A convenience sample of 167 oncology nurses employed in the United States working in clinical research (direct patient care, coordination of a clinical trial, or both) were recruited by using targeted advertisements on social media (e.g., Facebook, Twitter, LinkedIn) and emailing potential participants (email addresses were obtained from professional databases, including the ONS Clinical Trial Nurse Special Interest Group, the IACRN, and the researcher’s professional oncology nursing network).

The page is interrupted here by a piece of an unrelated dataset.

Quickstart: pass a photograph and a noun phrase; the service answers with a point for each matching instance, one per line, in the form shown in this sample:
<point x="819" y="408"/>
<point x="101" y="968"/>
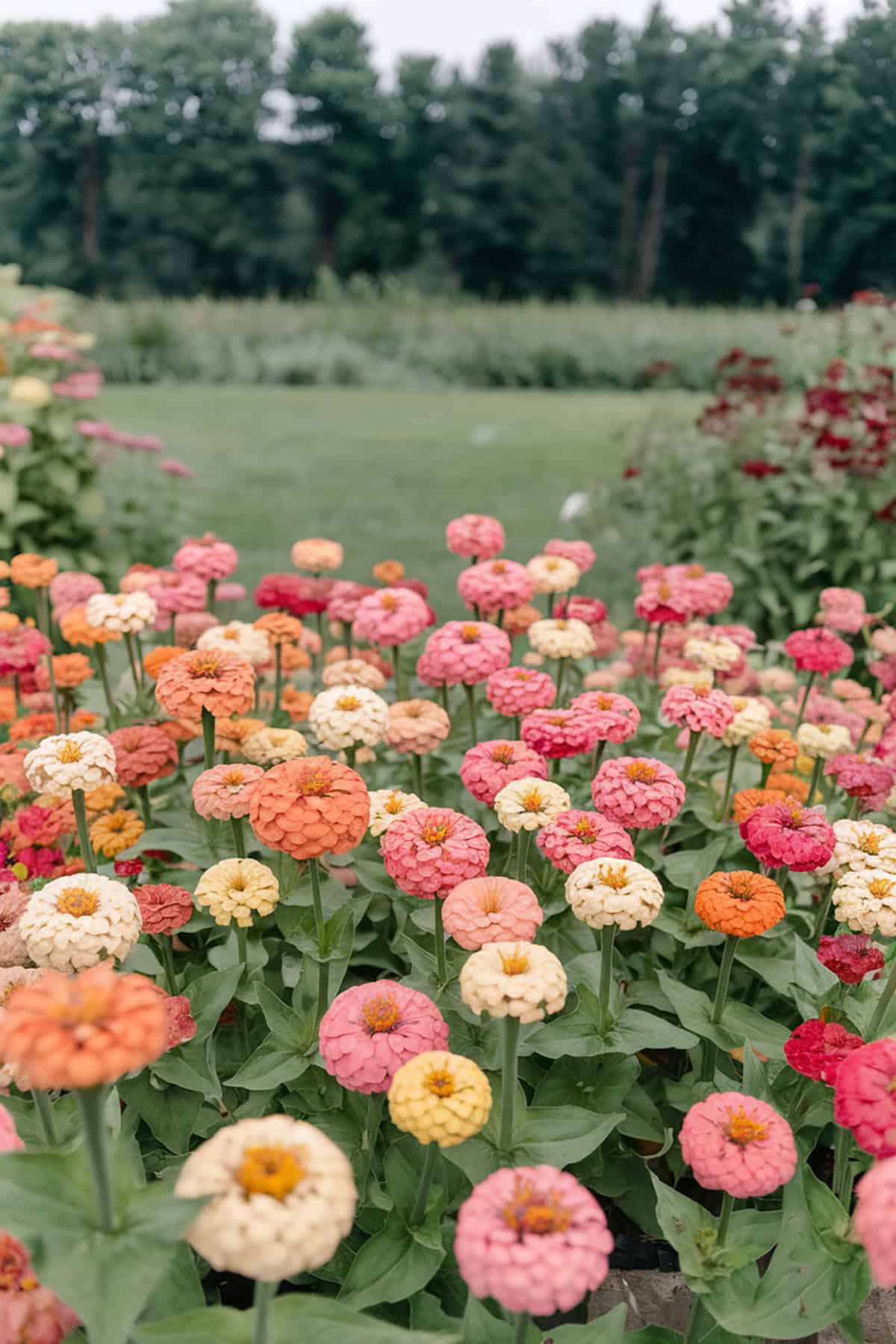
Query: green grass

Email invitations and direct solicitations through social media provided an overview and study purpose. Potential participants from both pools were directed to the web-based Qualtrics survey tool. The survey took an average of 15 minutes to complete and was open from December 2015 to February 2016.
The Clinical Research Nurse Role Delineation Measure was used with permission (Bevans et al., 2011). A 12-question survey was used to characterize participant demographics. No personal identifiable information was collected. Participants were given a list of 59 activities and were asked to answer how frequently they engaged in each of them on a scale of 1 (not part of my practice) to 6 (multiple times a day) as it related to their current role. This scale performed well in a previous study with a Cronbach alpha reliability for the frequency items of 0.95 (Bevans et al., 2011).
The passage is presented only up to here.